Days of rioting in Tunisia by mostly jobless and frustrated young people protesting violently against the government has exposed the crippling unemployment problem in the north African country.
Unrest has gripped the central Sidi Bouzid region since the attempted suicide on December 17 of a 26-year-old university graduate, who was forced to sell fruit and vegetables on the streets to make ends meet.
After police confiscated his produce because he did not have a proper permit, Mohammed Bouazizi doused himself in petrol and set himself alight, which left him in a serious condition with severe burns.
Thousands of people took to the streets on December 24, the worst day of rioting, where they burned the local headquarters of the national guard, who responded with gunshots that killed an 18-year-old protestor.
The protests spread to the capital Tunis on Monday, where several hundred people gathered in the city centre to demonstrate solidarity with the protestors in Sidi Bouzid.
The rally was called by several trade unions, including secondary school teachers, postal, social security, and health workers.
Protestors assembled in front of the headquarters of the General Union of Tunisian Workers (UGTT) but were prevented from marching by police. The demonstration broke up after three hours of chanting slogans.
"The root of the problems is the high rate of unemployment for university graduates, the high price of raw materials and agriculture being the sole source of work," said the Tunisian League for the Defence of Human Rights.
Tensions heightened five days after Bouazizi's attempted suicide when another young man climbed up an electricity pylon and electrocuted himself on the cables, saying he was fed up with being unemployed.
"Unemployment is the immediate problem, with all that can follow," said Touhami Heni, the regional head of Tunisia's major union.
Tunisia's unemployment rate is officially 14 percent, but the percentage of graduates without work is about double that, prompting a warning from the International Monetary Fund.
While the government forecasts the economy to grow by 5.4 percent next year, from 4.1 percent this year, job creation is laggard and development uneven.
"The weakness of the development model has caused inequality between regions, as witnessed by the fact that 90 percent of (investment) projects are in coastal areas, and 10 percent in the interior," said opposition leader Rachid Khechana.
Khechana said the situation was aggravated by the migration of thousands of graduates from poorer interior regions to coastal cities in search of work.
For those that remain in places such as Sidi Bouzid, livestock and informal commerce are the main ways of scratching out a living.
While violent protests are rare in Tunisia, where the ruling Constitutional Democratic Rally maintains a tight grip on dissent, unrest has boiled over in recent years over economic woes.

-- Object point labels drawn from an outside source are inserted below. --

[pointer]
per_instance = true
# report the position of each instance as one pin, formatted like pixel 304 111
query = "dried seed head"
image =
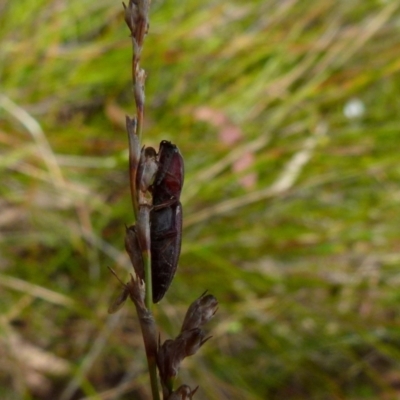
pixel 172 352
pixel 133 249
pixel 147 169
pixel 200 312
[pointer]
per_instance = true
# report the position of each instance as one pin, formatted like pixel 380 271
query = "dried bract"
pixel 200 312
pixel 133 249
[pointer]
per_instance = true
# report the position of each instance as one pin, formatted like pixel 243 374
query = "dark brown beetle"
pixel 166 218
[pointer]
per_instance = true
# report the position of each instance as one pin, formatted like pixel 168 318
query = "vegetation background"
pixel 287 114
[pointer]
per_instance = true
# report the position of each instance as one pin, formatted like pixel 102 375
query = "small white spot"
pixel 354 108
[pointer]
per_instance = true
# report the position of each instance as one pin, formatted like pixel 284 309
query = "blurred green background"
pixel 287 114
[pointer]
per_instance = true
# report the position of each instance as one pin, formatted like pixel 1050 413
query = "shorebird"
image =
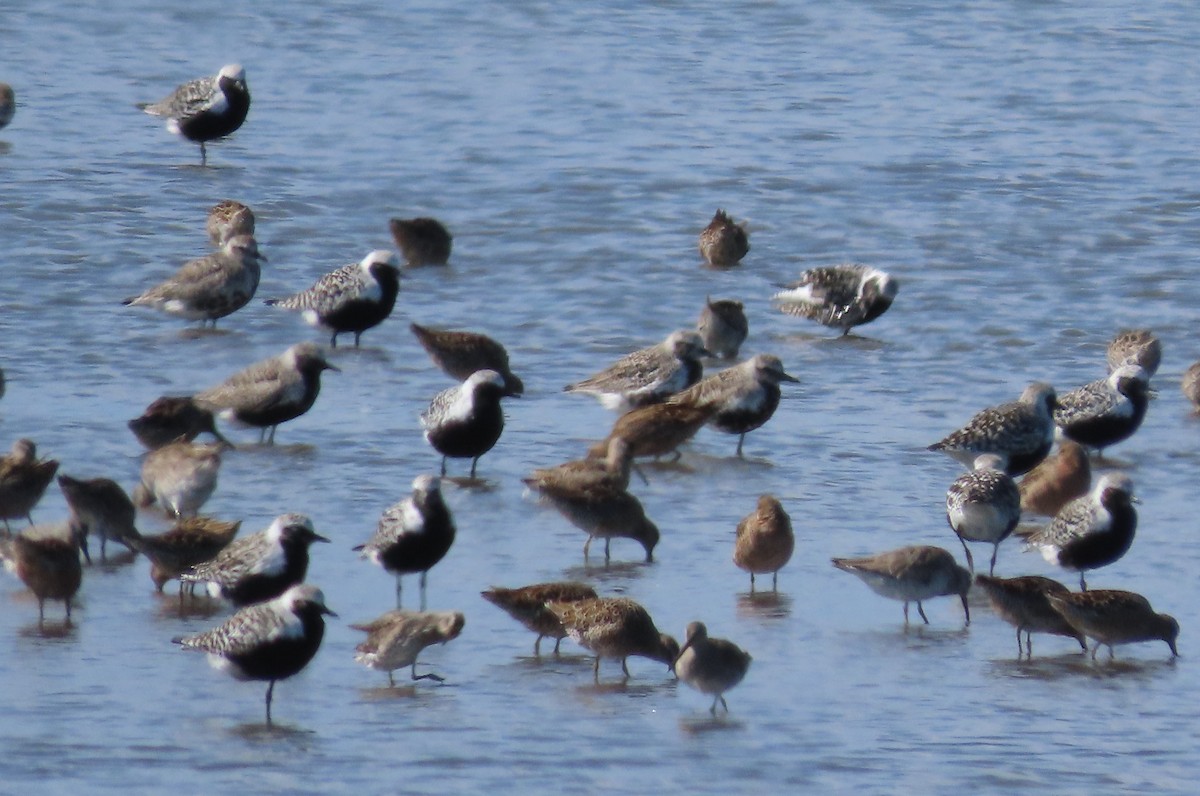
pixel 724 243
pixel 413 534
pixel 742 398
pixel 1114 617
pixel 101 507
pixel 207 108
pixel 421 241
pixel 711 665
pixel 271 640
pixel 615 627
pixel 262 566
pixel 984 506
pixel 228 219
pixel 723 327
pixel 1057 480
pixel 1092 531
pixel 466 422
pixel 180 477
pixel 1105 412
pixel 190 542
pixel 648 375
pixel 527 605
pixel 1020 431
pixel 461 353
pixel 397 638
pixel 209 287
pixel 765 542
pixel 1025 604
pixel 352 299
pixel 911 575
pixel 840 297
pixel 23 480
pixel 271 391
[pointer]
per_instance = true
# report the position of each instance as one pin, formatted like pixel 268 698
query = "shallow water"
pixel 1026 169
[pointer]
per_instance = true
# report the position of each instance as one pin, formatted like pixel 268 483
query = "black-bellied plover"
pixel 984 506
pixel 724 243
pixel 271 391
pixel 765 540
pixel 840 297
pixel 1024 603
pixel 271 640
pixel 711 665
pixel 1020 431
pixel 466 422
pixel 461 353
pixel 1113 617
pixel 615 627
pixel 1105 412
pixel 395 639
pixel 648 375
pixel 421 241
pixel 911 574
pixel 723 327
pixel 1092 531
pixel 352 299
pixel 413 534
pixel 742 398
pixel 527 605
pixel 262 566
pixel 207 108
pixel 209 287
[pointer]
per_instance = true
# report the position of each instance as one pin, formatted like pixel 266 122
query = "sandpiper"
pixel 724 243
pixel 271 640
pixel 723 327
pixel 413 534
pixel 1114 617
pixel 615 627
pixel 23 480
pixel 711 665
pixel 395 639
pixel 1092 531
pixel 461 353
pixel 911 574
pixel 207 108
pixel 262 566
pixel 743 398
pixel 648 375
pixel 352 299
pixel 1020 431
pixel 840 297
pixel 527 605
pixel 1025 604
pixel 765 540
pixel 209 287
pixel 271 391
pixel 421 241
pixel 466 422
pixel 984 506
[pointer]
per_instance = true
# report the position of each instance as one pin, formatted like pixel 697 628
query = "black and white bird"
pixel 209 287
pixel 271 391
pixel 1020 431
pixel 352 299
pixel 207 108
pixel 841 297
pixel 413 534
pixel 1092 531
pixel 261 566
pixel 466 422
pixel 1105 412
pixel 271 640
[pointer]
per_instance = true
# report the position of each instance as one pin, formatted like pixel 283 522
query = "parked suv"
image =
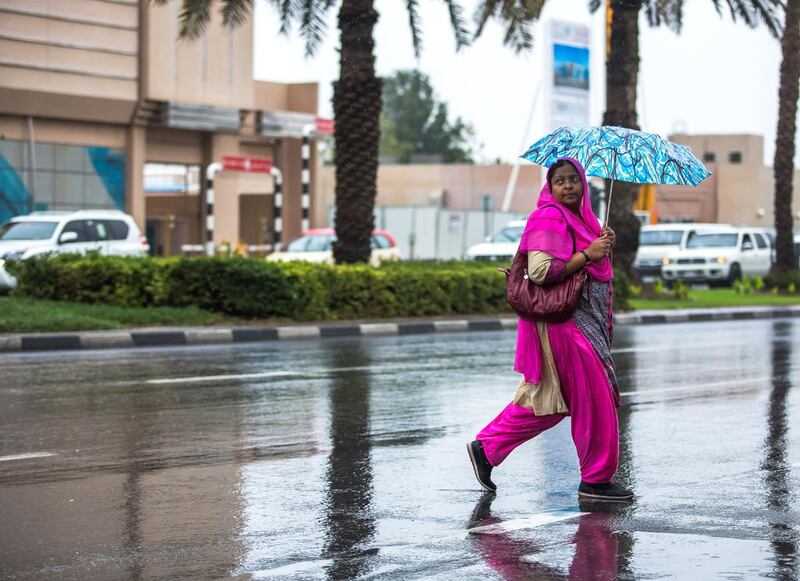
pixel 501 246
pixel 720 256
pixel 658 241
pixel 108 231
pixel 316 245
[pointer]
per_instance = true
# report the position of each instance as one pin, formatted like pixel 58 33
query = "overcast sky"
pixel 716 77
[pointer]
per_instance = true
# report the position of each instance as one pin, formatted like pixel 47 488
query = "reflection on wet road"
pixel 344 458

The mining region of Gafsa saw protests in 2008 over lay-offs and the high cost of living, while the southern town of Ben Gardane near the Libyan border was hit by protests last year when Tripoli imposed trade restrictions.
The government said the December 24 violence, in which two national guard members suffered serious injuries, was the result of opposition manipulation.
But in an acknowledgment of the plight of the region's young people, Development Minister Mohamed Nouri Jouini announced a new 15-million-dinar (7.5 million euros/10 million dollars) employment programme.
"Work is a legitimate right for every person, but there is no justification for violence," he said.